Será uma biografia política dos últimos 10 anos da vida dele, quando trabalhou na Bósnia, Camboja, Timor Leste e Iraque. Nos conhecemos quando eu era correspondente na guerra dos Bálcãs e sinto a perda dele todos os dias. O Sérgio é a melhor cara que a ONU já teve: a mais atraente, inteligente e charmosa. Uma cara humanitária e importante em países como o meu, onde há muito isolacionismo e onde as pessoas não entendem nada do que é a ONU. Ele era uma espécie de atleta de decatlo na construção de nações: tinha experiência com refugiados, justiça, educação. Ele foi para o Iraque quando nenhum país queria ir. Hoje, certamente estaria em Darfur.

Samantha Power

• Tem 35 anos e já entrou na lista das 100 personalidades mais influentes do mundo elaborada pela revista Time.

• Nasceu na Irlanda e se mudou aos 9 anos para os EUA.

• É fanática por beisebol. Vai a 40 jogos do Boston Red Socks por ano.

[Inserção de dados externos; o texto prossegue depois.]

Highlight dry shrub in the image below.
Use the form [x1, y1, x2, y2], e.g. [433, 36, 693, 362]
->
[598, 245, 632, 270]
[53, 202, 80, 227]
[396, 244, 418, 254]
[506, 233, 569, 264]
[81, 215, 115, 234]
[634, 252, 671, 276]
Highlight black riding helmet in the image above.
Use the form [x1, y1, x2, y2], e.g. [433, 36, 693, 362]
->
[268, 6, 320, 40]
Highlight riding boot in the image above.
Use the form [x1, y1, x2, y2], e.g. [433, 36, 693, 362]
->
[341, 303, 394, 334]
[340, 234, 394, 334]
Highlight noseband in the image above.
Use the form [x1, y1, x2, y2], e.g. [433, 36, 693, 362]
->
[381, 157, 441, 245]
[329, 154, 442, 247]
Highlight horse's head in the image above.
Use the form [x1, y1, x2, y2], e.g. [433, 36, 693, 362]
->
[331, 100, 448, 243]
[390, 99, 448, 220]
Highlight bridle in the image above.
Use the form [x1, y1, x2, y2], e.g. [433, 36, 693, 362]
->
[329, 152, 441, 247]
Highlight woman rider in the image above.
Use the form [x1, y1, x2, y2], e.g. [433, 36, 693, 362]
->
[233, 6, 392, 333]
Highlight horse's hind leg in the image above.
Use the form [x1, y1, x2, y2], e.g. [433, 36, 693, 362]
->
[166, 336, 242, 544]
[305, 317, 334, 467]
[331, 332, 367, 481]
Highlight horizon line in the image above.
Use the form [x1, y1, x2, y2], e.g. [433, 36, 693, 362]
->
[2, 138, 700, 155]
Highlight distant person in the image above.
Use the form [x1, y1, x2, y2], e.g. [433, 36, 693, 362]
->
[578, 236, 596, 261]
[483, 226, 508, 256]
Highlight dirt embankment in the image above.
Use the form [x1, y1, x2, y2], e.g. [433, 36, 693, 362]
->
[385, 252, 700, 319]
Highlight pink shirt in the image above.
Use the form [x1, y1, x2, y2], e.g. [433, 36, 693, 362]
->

• Adora a banda irlandesa U2.

• Era repórter esportiva e cobria um jogo de beisebol, em Atlanta, quando a programação da rede CBS foi interrompida pelas imagens do massacre na praça da Paz Celestial, na China. “Pensei: meu Deus, o que estou fazendo com a minha vida? Foi quando decidi rever meus planos de carreira”, diz ela.